We came back with empty hands

Pages
128 pp
Date published
01 Jan 2013
Type
Research, reports and studies
Keywords
Children & youth, Conflict, violence & peace, Post-conflict
Countries
Democratic Republic of the Congo

This project represents a collaboration between Eastern Congo Initiative (ECI) and the Harvard Humanitarian Initiative (HHI), as well as six Congolese community-based partners: Appui à la Communication Interculturelle et à l’Autopromotion Rurale (ACIAR); Association des Jeunes pour le Développement Intégré-Kalundu (Ajedika); Caritas Bunia; Education et encadrement des traumatisés de Nyiragongo (ETN); Groupe d’Actions et d’Appui pour un Développement Endogène (GRAADE); Projet de réinsertion des enfants ex combattants et autres vulnerable—Hope in action (PREV-HIA). The goal of the work is to use lessons learned from past reintegration processes to improve future programming for former underage combatants and youth at-risk for joining armed groups. The community-based participatory research approach engaged partner communities and collaborating organizations in contributing fully to all aspects of the research process. This project was undertaken in the provinces of North Kivu, South Kivu and the district of Ituri in Orientale Province. Local partner organizations worked alongside ECI and HHI to collaboratively undertake research that examined the experiences of former underage combatants and communities with conflict and reintegration processes.
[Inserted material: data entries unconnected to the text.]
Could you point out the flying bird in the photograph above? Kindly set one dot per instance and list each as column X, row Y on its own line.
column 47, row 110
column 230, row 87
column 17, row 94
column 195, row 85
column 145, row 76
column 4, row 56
This study triangulated information by applying a range of methods and speaking with multiple groups affected by the process of reintegrating former underage combatants. The research was conducted using an iterative approach, with visual methodologies informing the design of subsequent qualitative research. The design of this report mimics that structure by first presenting results of the visual work and then presenting the results of the focus groups. Service providers, community-based organizations (CBO), local leaders, families of former underage combatants and the combatants themselves all narrated their conflict and reintegration experiences. The project also incorporated reflections from practitioners and policymakers involved in reintegration programming on the strengths and limitations of DDR programming.

This report does not evaluate interventions of international and national humanitarian actors, as reintegration programming varied widely across time and geographical areas. Rather, this research documented the experiences and attitudes of former underage combatants in eastern DRC who went through the reintegration process, the families and communities who received them and the organizations that funded and implemented reintegration programming. The report proposes recommendations based on their collective experiences with the reintegration process and their perceptions of the current situation.